Catchy Title, Dope Album
The provoking title, Can’t Sell Dope Forever, forces you to decipher its literary function; it can be rhetorical, didactic, informative, or nostalgic. There are times in the album where it flails all four limbs of functions.
Due to their underground and righteous status, both collaborating groups, Dead Prez and Outlawz (Tupac’s living and posthumous group), render an undistinguishable tone throughout the album; it becomes almost futile to determine which group, which member is rapping at any given time. However, this plays out perfectly in the context of the album. The message becomes one uninterrupted, singular, momentum-building message that remains consistent throughout the opus.
This notion of monolithic singularity is introduced on the opening track, 1Nation, “East, West, North South // it’s all the same to us // we all struggling and hustling to get us a cut…and all hoods look the same from the outside.
On the eponymous track, the song begins with the requisite announcement that “this is the remix”, thrice in succession. While, this could be easily overlooked as insignificant or confounding (no sight of the original, anywhere), it would not be farfetched to speculate that this song serves as the remix to common rhetoric and attitude regarding selling drugs in society; it outlines the fundamental reasons for drug selling-–financial and survival–but also debunks and strips all reasons to little more than a cinder of corruption and circumstance, “My nigga /Every new nigga think he not gon’ get caught /the same thing next man thought sitting in court…Cuz the war on drugs /is just a war on us /and the wrong time to see it is when you in those cuffs.” And apropos instances like these demonstrate the effectiveness and presence of a foreboding (and daring) agenda to juxtapose the glamour and reward of drug dealing.

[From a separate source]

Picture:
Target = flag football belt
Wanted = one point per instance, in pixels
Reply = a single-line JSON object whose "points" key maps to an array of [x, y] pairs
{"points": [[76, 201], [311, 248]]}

Many of the tracks are content-driven, possibly explaining the lack of urgency or necessity for a clean-cut, colorful delivery that goes completely ignored by both groups. Both don’t rap as much as they are commenting on their own commentary, criticizing criticism, and attempting to sell their sale of a drug-free community.
Like a Window
The lone solo sets belong to Stic.man of Dead Prez, who reprises his role for a second go-around on “Believe” after delivering his seeming elegy of his brother on “Like A Window”. On the former, Stic.man recites his verse resolutely and stoically, “I know I can // I’m sure I can // Get this dope out my veins // I believe I can //I know I can // I’m sure I can, with a committal self-referential, self-help vow.
The centered-self (not self-centered) aspect of his healing is often riveting, “I got things I wanna do // with my life that I aint did yet // I know I went close to the edge // but I aint there yet”, while maintaining its streaming flow of reality, “I believe in myself, I just made some bad choices // I still love myself and I aint ready for the coffin”. Stic.man employs an understated and maligned technique: rhyming words with the same words. This coupled with the soothingly thumping beat makes the track particularly memorable.
Production on Can’t Sell Dope Forever
The production is not note-worthy or compelling but does wisely take a back seat to the driving lyrics. Most of the production is strictly commissioned to the intention of the song; it appears upbeat, “Like A Window”, when it needs be yet reincarnates as a stingy, tingling sound on “Can’t Sell Dope Forever”.
The Bottom Line
This brief opus (just totaling over 39 minutes) is not exceptionally brilliant or even refreshingly new but it is daring enough to effect a positive and impassioned reaction. In the end, the album serves as an oral (and aural) self-help manual in which many teens, backpackers, fans, and addicts, no less, will find helpful, relevant, and ultimately satisfying.